En la pequeña aldea de Takasasam, a pocos kilómetros de Abala, unas 40 personas están sentadas en alfombras a la sombra de tres árboles. Han venido a escuchar lo que dice esta gente venida de la capital. No hay escuela para reunirse. En realidad no hay ninguna construcción, solo cabañas hechas con palos de madera. Tampoco hay un pozo con agua suficiente para todos. “El mundo ha cambiado”, clama Alkasun Anaouar, uno de los dos jefes del pueblo, “antes educábamos a nuestros hijos de otra manera y ellos sentían respeto hacia sus mayores”. Decenas de jóvenes de la zona integran hoy las filas del EIGS. “Es el dinero fácil lo que les empuja a irse con los terroristas”, tercia el prefecto.
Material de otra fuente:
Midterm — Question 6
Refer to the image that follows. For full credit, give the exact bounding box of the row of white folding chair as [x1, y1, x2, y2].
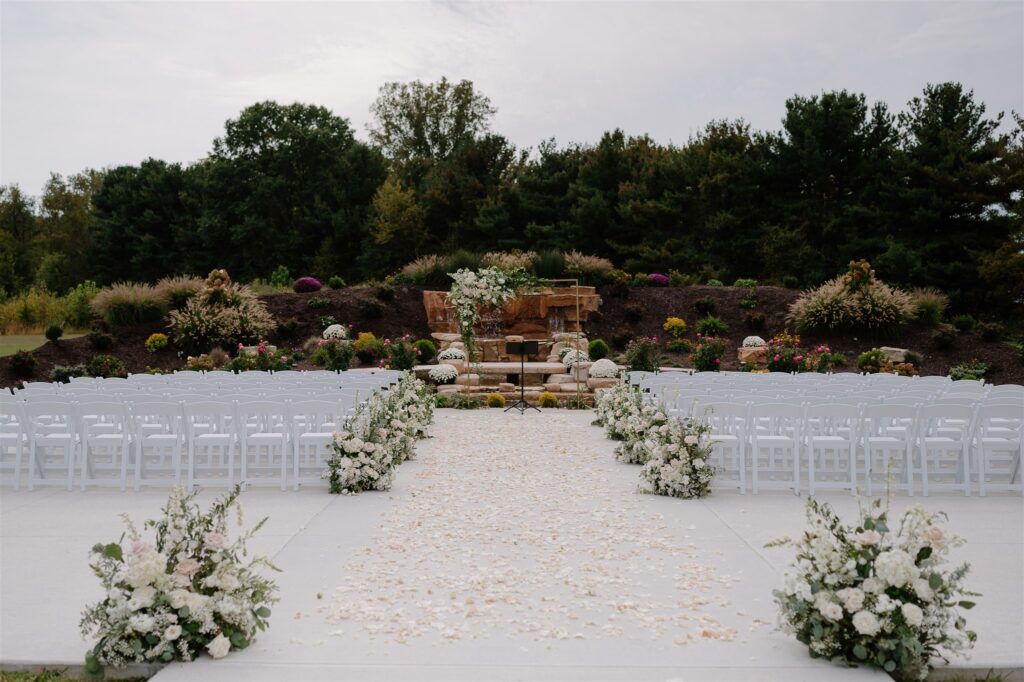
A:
[0, 400, 352, 489]
[693, 399, 1024, 495]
En Niamey, el general Abou Tarka, presidente de la Alta Autoridad para la Consolidación de la Paz, admite que muchos nigerinos forman parte de estos grupos armados, pero confía en la llave del diálogo para desactivar el problema. “Con las comunidades hablamos. Escuchamos sus demandas y tratamos de mejorar sus condiciones de vida. A través de ellas pasamos el mensaje a los terroristas de que pueden dejar las armas y coger el camino de la paz”. Con la rebelión tuareg de los años noventa la fórmula funcionó. “Hoy los antiguos rebeldes están en la Administración, en las Fuerzas Armadas, son alcaldes. Dejaron el Kaláshnikov y forman parte del Estado”, añade.
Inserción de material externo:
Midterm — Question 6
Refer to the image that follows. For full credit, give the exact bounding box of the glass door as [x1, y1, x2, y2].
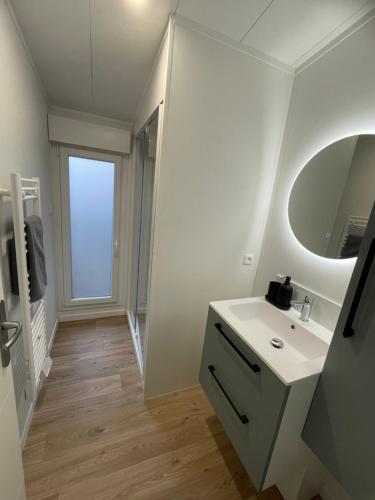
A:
[130, 111, 158, 362]
[61, 148, 120, 305]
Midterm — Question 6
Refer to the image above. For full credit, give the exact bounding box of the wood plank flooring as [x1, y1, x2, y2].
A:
[23, 317, 282, 500]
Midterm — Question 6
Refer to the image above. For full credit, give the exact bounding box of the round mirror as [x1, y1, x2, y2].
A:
[288, 135, 375, 259]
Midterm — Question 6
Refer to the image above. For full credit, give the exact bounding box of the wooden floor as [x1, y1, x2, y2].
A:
[23, 317, 282, 500]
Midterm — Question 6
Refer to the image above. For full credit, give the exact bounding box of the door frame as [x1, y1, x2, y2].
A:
[0, 199, 26, 500]
[60, 146, 122, 307]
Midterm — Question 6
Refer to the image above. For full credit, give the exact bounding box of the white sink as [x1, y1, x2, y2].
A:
[210, 297, 333, 384]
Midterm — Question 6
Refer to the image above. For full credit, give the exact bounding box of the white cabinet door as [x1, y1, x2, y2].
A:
[0, 263, 26, 500]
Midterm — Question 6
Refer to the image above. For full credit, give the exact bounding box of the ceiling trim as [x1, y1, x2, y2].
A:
[295, 6, 375, 76]
[174, 14, 294, 75]
[5, 0, 48, 103]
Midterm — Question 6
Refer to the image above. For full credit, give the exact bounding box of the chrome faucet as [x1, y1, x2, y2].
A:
[292, 295, 312, 321]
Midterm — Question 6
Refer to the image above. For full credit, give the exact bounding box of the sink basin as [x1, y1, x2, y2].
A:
[210, 297, 332, 384]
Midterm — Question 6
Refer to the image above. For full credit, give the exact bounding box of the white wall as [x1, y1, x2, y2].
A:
[330, 135, 375, 252]
[253, 15, 375, 500]
[0, 0, 56, 427]
[145, 25, 291, 398]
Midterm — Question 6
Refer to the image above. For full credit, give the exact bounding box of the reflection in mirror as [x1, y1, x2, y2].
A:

La caravana de la paz, así llaman a su misión, se dirige a Inizdan. Son las once de la mañana y el calor aprieta. Se acerca el momento de sembrar, pero los agricultores temen alejarse de la seguridad de sus pueblos y adentrarse en los campos. Los cultivos se abandonan, hay menos cereal en el mercado y los precios se disparan. La consecuencia es el riesgo de hambruna que este año se ha triplicado, según las agencias humanitarias. La existencia de unos 300.000 desplazados internos por la violencia, a los que se suman unos 240.000 refugiados de Malí, Burkina Faso y Nigeria complica aún más las cosas. El Gobierno ha puesto en marcha un plan de retorno a sus casas, pero el peligro de que vuelvan a sufrir ataques está muy presente.
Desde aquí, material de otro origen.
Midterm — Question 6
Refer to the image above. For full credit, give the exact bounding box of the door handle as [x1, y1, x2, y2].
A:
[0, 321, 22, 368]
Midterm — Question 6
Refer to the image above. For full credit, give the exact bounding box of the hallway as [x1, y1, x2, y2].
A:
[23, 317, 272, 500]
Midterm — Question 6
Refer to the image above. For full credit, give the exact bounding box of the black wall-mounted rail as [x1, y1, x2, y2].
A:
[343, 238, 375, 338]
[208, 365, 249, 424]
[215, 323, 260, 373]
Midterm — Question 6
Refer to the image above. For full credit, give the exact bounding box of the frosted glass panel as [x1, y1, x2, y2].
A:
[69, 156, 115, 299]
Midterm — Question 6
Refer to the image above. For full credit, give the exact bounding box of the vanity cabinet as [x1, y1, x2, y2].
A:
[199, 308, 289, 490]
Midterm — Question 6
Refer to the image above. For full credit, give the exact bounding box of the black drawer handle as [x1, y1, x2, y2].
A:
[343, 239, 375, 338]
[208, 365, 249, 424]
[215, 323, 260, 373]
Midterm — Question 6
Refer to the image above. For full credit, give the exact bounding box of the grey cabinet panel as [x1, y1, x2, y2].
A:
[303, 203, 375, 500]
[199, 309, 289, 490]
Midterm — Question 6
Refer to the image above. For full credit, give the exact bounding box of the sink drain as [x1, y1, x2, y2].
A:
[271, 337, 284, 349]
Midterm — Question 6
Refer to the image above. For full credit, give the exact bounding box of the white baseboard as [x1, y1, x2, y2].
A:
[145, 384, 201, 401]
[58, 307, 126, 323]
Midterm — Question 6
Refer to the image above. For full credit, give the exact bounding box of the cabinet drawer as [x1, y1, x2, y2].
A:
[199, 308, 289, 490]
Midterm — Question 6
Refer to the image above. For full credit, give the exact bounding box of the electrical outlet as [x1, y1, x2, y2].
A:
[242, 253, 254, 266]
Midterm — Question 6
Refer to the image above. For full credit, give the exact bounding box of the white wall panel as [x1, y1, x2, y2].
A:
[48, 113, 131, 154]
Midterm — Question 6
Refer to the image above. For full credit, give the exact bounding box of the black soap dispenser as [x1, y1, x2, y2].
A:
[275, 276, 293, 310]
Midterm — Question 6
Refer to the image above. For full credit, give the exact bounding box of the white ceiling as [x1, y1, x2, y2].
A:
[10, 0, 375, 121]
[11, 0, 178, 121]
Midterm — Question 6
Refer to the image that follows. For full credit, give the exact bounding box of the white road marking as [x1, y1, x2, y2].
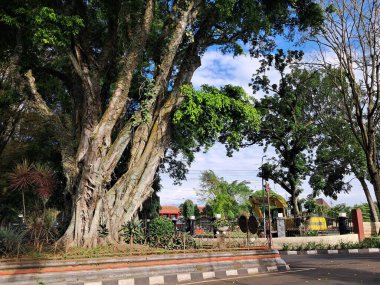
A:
[182, 268, 316, 285]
A falta de un Estado replegado en los centros urbanos, algunos pueblos empiezan a organizar milicias de autodefensa. Pasó en Malí, después en Burkina Faso y está empezando a ocurrir en Níger. Es la ruptura del tejido social, el salto de la violencia yihadista a las venganzas entre comunidades. El mantra es echar las culpas a los peul, una etnia repartida por casi toda la región que se ha dedicado tradicionalmente al pastoreo. “Las cifras son claras. Es cierto que el 80% de los radicales pertenecen a ese grupo étnico, pero el 99,9% de los peul no son terroristas. El problema es la amalgama, acusar a una comunidad por lo que hacen 200 de sus miembros”, asegura el general Abou Tarka.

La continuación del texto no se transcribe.